Also a registered spotting operator has three, but different, possibilities to choose from: 1) receive the request of a new experiment and start the creation of new microarrays according to their descriptions in the microarray labelling file previously generated by the researcher; 2) after spotting the required microarrays, complete his/her task by entering in the system all information about the performed experimental step according to the MIAME standard (Table 1); 3) consult the fully compiled MIAME description of concluded experiments (for an example, see Additional file 1).
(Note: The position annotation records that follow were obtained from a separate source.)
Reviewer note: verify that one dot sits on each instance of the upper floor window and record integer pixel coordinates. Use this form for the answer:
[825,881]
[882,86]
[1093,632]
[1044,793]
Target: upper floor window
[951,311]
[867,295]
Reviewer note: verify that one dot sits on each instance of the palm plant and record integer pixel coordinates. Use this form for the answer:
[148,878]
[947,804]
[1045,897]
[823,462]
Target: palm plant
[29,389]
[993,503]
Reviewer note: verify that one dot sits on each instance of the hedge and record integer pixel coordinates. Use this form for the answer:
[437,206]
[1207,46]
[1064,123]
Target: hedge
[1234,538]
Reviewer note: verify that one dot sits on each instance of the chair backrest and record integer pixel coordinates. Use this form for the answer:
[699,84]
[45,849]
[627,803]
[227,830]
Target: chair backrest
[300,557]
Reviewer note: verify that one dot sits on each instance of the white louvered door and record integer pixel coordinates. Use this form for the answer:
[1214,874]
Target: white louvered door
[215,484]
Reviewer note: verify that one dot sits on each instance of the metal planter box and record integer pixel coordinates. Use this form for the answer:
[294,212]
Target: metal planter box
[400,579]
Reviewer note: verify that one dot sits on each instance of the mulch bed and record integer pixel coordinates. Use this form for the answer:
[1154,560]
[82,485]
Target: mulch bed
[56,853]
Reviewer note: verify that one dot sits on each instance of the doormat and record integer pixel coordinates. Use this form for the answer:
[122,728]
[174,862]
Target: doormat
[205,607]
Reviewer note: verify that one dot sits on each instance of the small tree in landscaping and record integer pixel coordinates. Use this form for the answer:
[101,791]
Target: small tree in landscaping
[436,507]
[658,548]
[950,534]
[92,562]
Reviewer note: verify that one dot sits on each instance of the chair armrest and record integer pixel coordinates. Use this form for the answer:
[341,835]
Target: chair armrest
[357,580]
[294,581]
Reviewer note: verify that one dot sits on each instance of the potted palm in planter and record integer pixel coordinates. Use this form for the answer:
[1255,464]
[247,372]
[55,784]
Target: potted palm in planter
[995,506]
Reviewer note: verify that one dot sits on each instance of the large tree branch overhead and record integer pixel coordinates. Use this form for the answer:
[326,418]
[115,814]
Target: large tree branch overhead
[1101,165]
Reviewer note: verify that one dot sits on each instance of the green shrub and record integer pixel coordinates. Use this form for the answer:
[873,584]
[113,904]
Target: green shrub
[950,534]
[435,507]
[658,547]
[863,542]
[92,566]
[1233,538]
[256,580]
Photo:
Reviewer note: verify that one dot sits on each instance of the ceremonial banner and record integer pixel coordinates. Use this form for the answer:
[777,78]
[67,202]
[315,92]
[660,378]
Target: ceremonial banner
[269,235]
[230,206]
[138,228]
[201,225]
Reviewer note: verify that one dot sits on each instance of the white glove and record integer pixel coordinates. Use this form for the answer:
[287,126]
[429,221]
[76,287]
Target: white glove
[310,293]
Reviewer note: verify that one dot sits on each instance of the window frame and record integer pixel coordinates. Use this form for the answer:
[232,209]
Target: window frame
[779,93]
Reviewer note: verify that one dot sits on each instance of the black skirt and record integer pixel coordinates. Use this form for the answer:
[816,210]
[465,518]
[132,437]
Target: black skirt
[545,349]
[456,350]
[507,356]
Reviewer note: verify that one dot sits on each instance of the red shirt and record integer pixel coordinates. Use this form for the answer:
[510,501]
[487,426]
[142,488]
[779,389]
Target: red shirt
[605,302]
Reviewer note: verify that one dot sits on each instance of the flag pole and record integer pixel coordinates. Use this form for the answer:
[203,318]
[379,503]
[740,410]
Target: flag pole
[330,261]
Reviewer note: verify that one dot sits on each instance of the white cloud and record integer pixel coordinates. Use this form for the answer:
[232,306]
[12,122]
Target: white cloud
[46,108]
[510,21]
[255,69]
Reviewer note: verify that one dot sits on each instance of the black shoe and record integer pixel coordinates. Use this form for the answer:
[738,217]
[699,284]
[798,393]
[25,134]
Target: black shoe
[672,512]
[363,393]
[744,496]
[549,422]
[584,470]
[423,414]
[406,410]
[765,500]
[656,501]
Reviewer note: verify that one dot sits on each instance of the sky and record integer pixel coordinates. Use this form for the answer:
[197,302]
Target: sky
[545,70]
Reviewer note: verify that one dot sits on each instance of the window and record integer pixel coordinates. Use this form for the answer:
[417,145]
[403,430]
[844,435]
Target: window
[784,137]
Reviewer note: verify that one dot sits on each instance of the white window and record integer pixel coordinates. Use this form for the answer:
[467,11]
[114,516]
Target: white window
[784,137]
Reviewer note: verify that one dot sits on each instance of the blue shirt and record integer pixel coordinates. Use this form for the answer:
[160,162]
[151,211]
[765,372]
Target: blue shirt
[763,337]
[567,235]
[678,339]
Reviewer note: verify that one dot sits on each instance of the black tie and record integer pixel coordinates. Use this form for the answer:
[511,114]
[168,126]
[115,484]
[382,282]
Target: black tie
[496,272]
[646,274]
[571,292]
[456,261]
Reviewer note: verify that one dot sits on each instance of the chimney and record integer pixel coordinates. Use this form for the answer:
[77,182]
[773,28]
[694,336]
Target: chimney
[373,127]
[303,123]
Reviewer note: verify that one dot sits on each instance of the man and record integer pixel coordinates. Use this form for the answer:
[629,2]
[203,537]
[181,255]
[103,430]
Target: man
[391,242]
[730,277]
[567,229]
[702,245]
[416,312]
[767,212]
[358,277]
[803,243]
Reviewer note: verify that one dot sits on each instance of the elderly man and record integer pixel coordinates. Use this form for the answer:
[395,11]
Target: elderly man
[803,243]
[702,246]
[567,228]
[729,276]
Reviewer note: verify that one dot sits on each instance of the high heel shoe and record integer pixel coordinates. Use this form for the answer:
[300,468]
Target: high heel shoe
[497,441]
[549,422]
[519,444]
A registered hybridisation operator has three options as well: 1) receive new spotted microarrays and start their hybridisation, in case consulting the related experiment MIAME information compiled till that experimental step and the microarray labelling file; 2) after hybridising the spotted microarrays and scanning them in order to acquire their images, complete the hybridisation procedure by entering in the system all information about the performed experimental step according to the MIAME standard (Table 1).
upload on MicroGen web server the produced microarray images. This last option also allows consulting the fully compiled MIAME description of the concluded experiments (for an example, see Additional file 1).
Also a registered processing operator has three different options: 1) receive the acquired images of a new experiment that need to be processed and quantified; 2) after downloading, processing and quantifying the acquired microarray images, and producing their quantification files, upload these last in a central system repository and complete the quantification step by entering, according to the MIAME standard, the specifications about instrumentation and software used for the quantifications; 3) consult the fully compiled MIAME description of the concluded experiments (for an example, see Additional file 1). When a processing operator completes all steps in his/her option 2), the whole experiment is completed and the system automatically sends an informative e-mail to the researcher who requested the experiment.
In order to manage the workflow of each specific experiment and make automatically available to the involved actors the information they need at the right time when they require it, MicroGen assigns a status code to each managed experiment. Value of the current status and date of each previous status change are saved in each experiment workflow log together with identifiers of all actors that took part in the experiment. Seven different experimental statuses have been defined: 1 = experiment required by a researcher but not started yet, 2 = experiment started by a spotting operator, 3 = microarray spotting completed, 4 = experiment taken by a hybridisation operator, 5 = hybridisation completed, 6 = experiment taken by a processing operator, 7 = experiment completed.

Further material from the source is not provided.